Muhibbî
Cahile
eylesem dilden nasihat
Gûş
verip birini tutmaz Efendi
Âşık
olan söyler Hak kelâmını
Bir
sözüne yalan katmaz Efendi
Artvin’in
ve Doğu Anadolu’nun en kuvvetli saz şairlerinden birisi olan Âşık
Muhibbî, 1823 (h. 1239) yılında Erkinis (Demirkent) köyünde doğdu.
Erkinis o yıllarda Oltu sancağının Tavusker kazasına bağlı bir köydü.
Muhibbî’nin babası Gencalioğullarından Ali adlı bir demirci ustasıdır.
Asıl adı Kaya Salih olan Muhibbî, babasının demirci dükkânında çalışıp,
ona yardım eder, ayrıca çobanlık da yapardı. Okuma-yazması yoktu.
16-17 yaşına geldiğinde işlediği bir suçtan dolayı sancak merkezi
Oltu’da hapse atıldı. Hapiste yatarken, bir gece rüyasında pîrler
elinden bade içerek köyünün imamı Sabit Hoca’nın güzel kızı Esmahan’a
âşık oldu ve Muhibbî mahlasını aldı. Sabah yanına gelen
gardiyana gece rüyasında âşık olduğunu anlatıp, şu şiiri
okuyarak, kendisini Paşa’ya götürmesini rica etti:
Ah
efendim vakıf olsan derdime
Ne
hallere düştüğüme kanarsın
N’olur
izin çıksın gidem yurduma
Âşıklığı
kolay iş mi sanarsın?
Pîrler
geldi güzel meclis kuruldu
Sevdanın zinciri bana vuruldu
Bir canan elinden bade verildi
Dediler üç sene müddet yanarsın
Sale’ydim
Muhibbî oldum bu
gece*
Bilmezdim,
ders verdi üç derviş hoca
Öğrendim onlardan bir-iki hece
Dediler bülbül tek güle konarsın
Muhibbî’nin bu durumu ve Paşa ile görüşme, derdini anlatma isteği
Paşa’ya iletildi; Paşa da Muhibbî’yi huzuruna çağırdı. Muhibbî’nin
söylediği şiirleri beğenen Süleyman Paşa, kefil bulması şartıyla
serbest bırakacağını söyleyince, Muhibbî de kefil bulamayacağını
söyleyip, Paşa’nın kendisine kefil olmasını rica ettiği şu şiiri
söyledi:
Şanlı
Paşam beni azat eyledin
Senden razı olsun Cenab-ı Mevlâ
İzin
vermez isen hizmet ver görem
Kefil bulmak zordur bu aciz kula
Yoktur
bir tarafa gidecek yolum
Kimsem yoktur, sade Allah vekilim
Beni bağışlayan olsun kefilim
Umarım sizlerden bir yardım ola
Kul
Muhibbî dua kılar her zaman
Yine
hapise at, elinde ferman
Pîrler ile bade veren Esmahan
Beni bekler Paşam, bakmaz mı yola?
Paşa,
Muhibbî’nin bu sözleri üzerine onun kefilsiz serbest bırakılmasını,
ancak köydeki hasımları bir kötülük eder düşüncesiyle hemen köyüne
gönderilmeyip, bir müddet yanında kalmasını istedi. Ayrıca Muhibbî’ye
bir saz temin edip, bir saz ustasını da ona saz çalmayı öğretmekle görevlendirdi.
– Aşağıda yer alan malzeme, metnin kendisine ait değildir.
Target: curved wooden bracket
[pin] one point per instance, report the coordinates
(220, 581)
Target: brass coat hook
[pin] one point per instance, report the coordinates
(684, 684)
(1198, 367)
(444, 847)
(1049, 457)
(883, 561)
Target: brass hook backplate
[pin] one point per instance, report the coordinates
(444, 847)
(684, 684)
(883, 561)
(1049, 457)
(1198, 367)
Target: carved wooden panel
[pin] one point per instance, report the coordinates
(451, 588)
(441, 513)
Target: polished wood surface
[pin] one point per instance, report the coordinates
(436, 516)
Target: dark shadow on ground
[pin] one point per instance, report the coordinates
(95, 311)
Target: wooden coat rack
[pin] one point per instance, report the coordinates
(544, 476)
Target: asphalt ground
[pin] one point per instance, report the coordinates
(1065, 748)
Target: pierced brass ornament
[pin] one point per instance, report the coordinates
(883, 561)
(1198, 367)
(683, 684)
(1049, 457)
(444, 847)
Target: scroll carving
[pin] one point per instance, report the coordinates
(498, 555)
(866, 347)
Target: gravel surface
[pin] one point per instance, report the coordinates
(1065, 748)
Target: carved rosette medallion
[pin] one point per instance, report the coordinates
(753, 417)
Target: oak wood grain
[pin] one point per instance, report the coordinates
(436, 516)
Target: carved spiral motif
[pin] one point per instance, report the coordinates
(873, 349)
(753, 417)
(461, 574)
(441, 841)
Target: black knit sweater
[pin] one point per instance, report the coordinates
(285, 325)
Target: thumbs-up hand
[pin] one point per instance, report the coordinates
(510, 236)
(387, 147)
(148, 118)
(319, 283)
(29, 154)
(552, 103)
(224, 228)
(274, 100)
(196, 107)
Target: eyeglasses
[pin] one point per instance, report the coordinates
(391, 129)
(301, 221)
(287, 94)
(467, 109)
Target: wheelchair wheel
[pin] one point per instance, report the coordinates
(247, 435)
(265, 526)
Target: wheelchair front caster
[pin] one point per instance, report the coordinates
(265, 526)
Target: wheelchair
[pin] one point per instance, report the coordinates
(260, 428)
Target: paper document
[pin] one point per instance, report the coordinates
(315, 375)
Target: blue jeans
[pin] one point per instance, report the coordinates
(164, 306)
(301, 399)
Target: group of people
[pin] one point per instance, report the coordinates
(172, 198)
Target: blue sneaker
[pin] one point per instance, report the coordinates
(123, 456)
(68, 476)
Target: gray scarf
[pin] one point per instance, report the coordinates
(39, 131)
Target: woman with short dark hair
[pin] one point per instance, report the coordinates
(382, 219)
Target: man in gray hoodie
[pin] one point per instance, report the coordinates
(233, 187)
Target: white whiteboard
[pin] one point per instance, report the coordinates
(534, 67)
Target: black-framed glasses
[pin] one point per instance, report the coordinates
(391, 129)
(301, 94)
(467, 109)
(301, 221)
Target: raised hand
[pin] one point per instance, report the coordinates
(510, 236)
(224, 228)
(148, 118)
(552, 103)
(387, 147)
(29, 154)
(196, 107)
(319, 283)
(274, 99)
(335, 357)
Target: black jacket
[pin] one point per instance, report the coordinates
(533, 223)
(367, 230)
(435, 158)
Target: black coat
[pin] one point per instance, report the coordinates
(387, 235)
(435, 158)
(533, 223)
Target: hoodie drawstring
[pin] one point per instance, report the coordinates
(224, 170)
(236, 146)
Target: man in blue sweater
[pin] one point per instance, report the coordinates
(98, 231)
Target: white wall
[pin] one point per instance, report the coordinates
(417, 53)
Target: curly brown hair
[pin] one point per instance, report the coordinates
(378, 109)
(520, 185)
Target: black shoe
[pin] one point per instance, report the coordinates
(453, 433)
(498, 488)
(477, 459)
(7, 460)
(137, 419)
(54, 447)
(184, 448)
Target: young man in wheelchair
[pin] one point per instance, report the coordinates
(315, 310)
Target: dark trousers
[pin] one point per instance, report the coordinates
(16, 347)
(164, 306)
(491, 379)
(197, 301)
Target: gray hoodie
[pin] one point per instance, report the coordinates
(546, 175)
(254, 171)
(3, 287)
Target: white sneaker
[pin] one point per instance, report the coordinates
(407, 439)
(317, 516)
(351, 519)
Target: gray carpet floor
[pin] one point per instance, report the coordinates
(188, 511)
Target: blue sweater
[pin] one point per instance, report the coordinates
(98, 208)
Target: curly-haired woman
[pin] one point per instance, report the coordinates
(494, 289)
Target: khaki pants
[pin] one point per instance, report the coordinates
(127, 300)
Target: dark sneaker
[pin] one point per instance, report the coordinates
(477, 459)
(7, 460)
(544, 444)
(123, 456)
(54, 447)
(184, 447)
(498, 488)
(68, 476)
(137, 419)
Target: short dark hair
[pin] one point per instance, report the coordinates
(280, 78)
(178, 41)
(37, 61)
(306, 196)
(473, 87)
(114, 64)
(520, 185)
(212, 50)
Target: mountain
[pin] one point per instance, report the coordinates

Bu arada Esmahan’ın babası Sabit Hoca ölmüş, Esmahan, annesi ve iki
abisiyle kalmıştı.
Paşa,
bir müddet sonra Muhibbî’ye izin verdi ve Muhibbî sazını omuzlayıp
köyüne geldi. Epey zaman bu sırrını kimseye açmadı ama sonunda
Esmahan’a âşık olduğu duyulup, köye yayıldı.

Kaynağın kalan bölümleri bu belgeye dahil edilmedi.